Nas negociações climáticas, o financiamento vem representando o principal ponto de embate entre as nações. Enquanto o grupo desenvolvido cobra do mundo em desenvolvimento políticas mais avançadas de redução de emissões – o que a linguagem técnica chama de “mitigação” –, os últimos demandam que, antes, os primeiros “mostrem o dinheiro”.
Isso porque a atual meta de financiamento climático está sendo cumprida com muito atraso pelos países ricos. Em 2009, na COP15, na Dinamarca, eles se comprometeram a prover 100 bilhões de dólares por ano, a partir de 2020 e até 2025, aos pobres. No entanto, segundo o mais recente relatório da Organização para a Cooperação e Desenvolvimento Econômico (OCDE), lançado em novembro, em 2021 (o último ano analisado), esse valor foi de apenas 89,6 mil milhões de dólares.
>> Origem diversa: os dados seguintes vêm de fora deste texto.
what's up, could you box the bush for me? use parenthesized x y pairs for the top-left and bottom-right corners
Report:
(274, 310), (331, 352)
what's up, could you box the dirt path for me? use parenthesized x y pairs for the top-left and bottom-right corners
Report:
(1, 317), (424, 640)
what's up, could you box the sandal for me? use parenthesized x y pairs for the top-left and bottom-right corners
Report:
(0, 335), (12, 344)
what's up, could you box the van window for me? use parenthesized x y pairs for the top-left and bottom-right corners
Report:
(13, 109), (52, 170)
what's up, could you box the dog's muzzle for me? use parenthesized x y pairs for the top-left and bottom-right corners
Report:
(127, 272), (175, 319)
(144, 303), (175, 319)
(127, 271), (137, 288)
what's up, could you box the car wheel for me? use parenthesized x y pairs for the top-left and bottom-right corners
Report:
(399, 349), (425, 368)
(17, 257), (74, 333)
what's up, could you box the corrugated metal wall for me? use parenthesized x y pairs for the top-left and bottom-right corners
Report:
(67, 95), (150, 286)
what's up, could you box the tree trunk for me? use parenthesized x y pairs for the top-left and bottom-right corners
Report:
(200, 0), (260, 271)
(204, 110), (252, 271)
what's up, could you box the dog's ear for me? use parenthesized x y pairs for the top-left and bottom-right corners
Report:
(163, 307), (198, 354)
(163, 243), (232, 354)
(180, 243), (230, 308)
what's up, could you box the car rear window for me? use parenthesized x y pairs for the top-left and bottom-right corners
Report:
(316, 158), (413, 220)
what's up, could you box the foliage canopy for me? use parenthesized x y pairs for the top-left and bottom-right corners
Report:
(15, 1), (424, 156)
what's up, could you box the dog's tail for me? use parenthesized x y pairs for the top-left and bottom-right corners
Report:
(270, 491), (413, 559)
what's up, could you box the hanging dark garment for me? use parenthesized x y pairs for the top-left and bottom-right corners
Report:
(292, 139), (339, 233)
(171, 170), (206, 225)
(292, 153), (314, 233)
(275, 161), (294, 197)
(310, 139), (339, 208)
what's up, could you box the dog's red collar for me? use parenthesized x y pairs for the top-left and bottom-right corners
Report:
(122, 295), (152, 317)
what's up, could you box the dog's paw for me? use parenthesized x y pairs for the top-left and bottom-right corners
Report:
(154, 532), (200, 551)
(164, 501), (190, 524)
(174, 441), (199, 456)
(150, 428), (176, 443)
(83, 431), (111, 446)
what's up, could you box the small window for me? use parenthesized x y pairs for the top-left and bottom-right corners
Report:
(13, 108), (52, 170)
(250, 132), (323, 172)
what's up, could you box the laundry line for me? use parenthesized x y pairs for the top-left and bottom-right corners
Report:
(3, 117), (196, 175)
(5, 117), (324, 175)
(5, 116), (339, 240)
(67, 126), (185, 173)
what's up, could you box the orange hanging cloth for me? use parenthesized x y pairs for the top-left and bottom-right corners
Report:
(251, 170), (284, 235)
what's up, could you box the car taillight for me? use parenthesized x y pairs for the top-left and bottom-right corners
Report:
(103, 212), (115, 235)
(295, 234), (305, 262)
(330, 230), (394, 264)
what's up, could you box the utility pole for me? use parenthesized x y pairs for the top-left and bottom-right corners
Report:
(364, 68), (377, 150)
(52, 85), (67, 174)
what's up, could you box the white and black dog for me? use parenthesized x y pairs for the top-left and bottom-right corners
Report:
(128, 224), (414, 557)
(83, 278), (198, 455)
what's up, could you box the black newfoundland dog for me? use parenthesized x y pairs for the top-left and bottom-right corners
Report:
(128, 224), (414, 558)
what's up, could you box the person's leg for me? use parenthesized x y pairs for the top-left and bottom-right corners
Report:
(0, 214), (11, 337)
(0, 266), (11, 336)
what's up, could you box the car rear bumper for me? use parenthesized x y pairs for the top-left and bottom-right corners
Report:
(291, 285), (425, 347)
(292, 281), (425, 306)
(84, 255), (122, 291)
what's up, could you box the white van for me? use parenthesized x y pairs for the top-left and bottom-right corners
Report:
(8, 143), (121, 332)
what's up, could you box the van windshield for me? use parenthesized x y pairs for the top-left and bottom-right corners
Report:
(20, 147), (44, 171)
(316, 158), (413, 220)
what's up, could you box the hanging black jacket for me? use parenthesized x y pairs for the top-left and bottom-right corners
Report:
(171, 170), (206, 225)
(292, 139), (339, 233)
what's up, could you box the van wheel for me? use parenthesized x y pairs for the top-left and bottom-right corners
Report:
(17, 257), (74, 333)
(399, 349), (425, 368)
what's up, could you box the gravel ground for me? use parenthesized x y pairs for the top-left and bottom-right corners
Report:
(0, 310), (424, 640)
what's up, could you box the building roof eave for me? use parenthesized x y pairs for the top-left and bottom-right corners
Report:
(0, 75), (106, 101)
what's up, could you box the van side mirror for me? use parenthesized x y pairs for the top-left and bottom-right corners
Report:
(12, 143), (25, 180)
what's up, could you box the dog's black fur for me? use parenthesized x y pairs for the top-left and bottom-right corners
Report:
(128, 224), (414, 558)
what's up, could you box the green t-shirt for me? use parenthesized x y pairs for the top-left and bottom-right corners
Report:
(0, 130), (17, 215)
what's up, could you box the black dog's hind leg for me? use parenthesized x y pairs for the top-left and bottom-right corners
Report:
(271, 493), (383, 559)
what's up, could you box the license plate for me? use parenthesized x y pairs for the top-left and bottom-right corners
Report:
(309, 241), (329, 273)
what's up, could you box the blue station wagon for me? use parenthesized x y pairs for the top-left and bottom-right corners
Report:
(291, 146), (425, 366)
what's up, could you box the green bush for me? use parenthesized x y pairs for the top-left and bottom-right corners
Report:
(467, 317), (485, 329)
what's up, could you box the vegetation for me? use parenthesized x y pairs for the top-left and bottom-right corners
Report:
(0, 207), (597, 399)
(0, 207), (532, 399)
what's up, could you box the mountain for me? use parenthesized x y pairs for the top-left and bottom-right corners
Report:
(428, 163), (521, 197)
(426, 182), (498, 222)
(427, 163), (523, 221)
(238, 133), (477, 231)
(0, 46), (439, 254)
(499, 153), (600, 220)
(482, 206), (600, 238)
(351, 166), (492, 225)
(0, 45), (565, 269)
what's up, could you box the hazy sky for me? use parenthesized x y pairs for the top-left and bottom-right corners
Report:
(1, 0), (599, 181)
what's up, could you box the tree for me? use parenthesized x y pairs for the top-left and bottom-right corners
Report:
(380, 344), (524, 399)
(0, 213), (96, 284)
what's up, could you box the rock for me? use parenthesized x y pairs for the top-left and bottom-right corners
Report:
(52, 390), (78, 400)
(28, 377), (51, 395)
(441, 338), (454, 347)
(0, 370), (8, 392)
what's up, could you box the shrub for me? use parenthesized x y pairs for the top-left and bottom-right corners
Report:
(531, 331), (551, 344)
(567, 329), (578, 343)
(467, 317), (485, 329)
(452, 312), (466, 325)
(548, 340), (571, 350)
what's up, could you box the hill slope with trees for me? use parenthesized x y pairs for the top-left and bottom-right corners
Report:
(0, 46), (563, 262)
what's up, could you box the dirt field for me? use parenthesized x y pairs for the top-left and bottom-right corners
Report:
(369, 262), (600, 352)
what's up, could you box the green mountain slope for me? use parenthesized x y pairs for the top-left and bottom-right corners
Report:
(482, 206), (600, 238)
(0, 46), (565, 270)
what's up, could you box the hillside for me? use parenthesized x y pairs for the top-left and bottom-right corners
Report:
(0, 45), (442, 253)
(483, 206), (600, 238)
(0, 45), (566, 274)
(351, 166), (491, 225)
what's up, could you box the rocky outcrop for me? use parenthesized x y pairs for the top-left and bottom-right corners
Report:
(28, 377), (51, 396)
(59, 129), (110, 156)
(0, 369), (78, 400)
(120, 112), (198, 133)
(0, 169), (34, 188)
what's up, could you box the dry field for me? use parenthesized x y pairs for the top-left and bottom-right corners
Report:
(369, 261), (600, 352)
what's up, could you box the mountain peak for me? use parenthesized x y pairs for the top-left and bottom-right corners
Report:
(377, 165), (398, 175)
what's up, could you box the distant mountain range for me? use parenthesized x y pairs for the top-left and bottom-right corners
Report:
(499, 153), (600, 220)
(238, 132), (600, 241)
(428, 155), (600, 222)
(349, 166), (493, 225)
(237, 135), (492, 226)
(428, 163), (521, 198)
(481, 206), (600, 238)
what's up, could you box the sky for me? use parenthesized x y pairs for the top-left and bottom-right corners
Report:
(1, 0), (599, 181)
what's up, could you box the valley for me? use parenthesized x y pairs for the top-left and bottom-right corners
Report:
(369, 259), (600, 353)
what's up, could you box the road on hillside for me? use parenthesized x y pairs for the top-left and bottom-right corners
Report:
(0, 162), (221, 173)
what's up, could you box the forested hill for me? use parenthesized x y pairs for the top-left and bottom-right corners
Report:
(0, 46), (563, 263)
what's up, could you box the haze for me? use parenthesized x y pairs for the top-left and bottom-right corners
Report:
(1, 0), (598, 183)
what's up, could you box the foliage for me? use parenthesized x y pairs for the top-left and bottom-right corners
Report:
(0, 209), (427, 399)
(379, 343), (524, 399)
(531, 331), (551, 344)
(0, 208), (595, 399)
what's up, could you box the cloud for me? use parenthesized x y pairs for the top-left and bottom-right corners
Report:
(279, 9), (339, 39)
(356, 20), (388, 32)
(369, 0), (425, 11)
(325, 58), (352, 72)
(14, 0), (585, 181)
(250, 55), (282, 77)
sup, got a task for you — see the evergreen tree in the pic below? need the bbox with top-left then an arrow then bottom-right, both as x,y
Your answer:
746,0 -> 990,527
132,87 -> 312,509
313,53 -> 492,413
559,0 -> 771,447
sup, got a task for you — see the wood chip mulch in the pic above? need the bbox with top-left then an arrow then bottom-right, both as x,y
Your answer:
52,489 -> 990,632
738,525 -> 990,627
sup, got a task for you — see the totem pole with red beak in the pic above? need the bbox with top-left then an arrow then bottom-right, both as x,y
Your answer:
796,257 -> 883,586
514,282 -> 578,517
“Com base em dados preliminares e ainda não verificados à disposição da OCDE até à data, parece provável que o objetivo já tenha sido alcançado em 2022”, informou a entidade em um comunicado à imprensa. Ou seja: se a afirmação se confirmar na análise do ano que vem, os países ricos terão demorado dois anos a mais para colocar em prática o compromisso feito em 2009.
Num contexto em que os 100 bilhões de dólares anuais já são insuficientes para que as nações em desenvolvimento enfrentem a mudança do clima – até 2025, a OCDE prevê que eles necessitarão de cerca de 1 bilhão de dólares anuais para investimentos climáticos, sendo que esse valor aumentará para cerca de 2,4 bilhões de dólares por ano entre 2026 e 2030 –, a morosidade no cumprimento da promessa provoca uma crise de desconfiança em relação aos ricos.
Na COP29, que ainda não tem sede para acontecer no fim de 2024, será definida uma nova meta global de financiamento climático sob o Acordo de Paris. Segundo os representantes do governo brasileiro ouvidos pela reportagem, ela também é considerada central para que a COP de Belém atinja seus objetivos.
“Todos temos consciência de que não vamos poder acelerar e ter NDCs mais ambiciosas em Belém se os recursos financeiros não vierem de maneira muito mais clara, transparente e efetiva”, afirmou Corrêa do Lago à Pública. O embaixador vem dizendo que o Brasil quer ser o “destravador de negociações difíceis”, e a questão do financiamento é um “ponto absolutamente central” para a construção desse papel.
Não está claro como se daria, na prática, essa atuação do Brasil. Cintya Feitosa pontua, no entanto, que seria importante que o país conseguisse criar “um espaço mais amigável e confortável para a discussão daqui até a COP30, respondendo ao Global Stocktake”, na intenção de desarmar a polarização entre ricos e pobres que muitas vezes trava as negociações.
Em reunião do MRE com organizações da sociedade civil sobre a COP28 em 25 de outubro, o diplomata Túlio Andrade, chefe da Divisão de Negociação Climática do ministério, explicou um pouco mais sobre esse processo.
“Recuperar a confiança entre as partes vai ser uma das principais missões do Brasil, nesse contexto em que a gente precisa de união de um lado e comprometimento com o multilateralismo do outro. E, terceiro, um sentido de missão da comunidade internacional em torno do 1,5°C, para que não só haja um comprometimento em mitigação e adaptação, mas haja também um sentido de que, se o objetivo é 1,5°C, a gente não pode ter limitações de recursos para a gente cumprir esse objetivo”, declarou.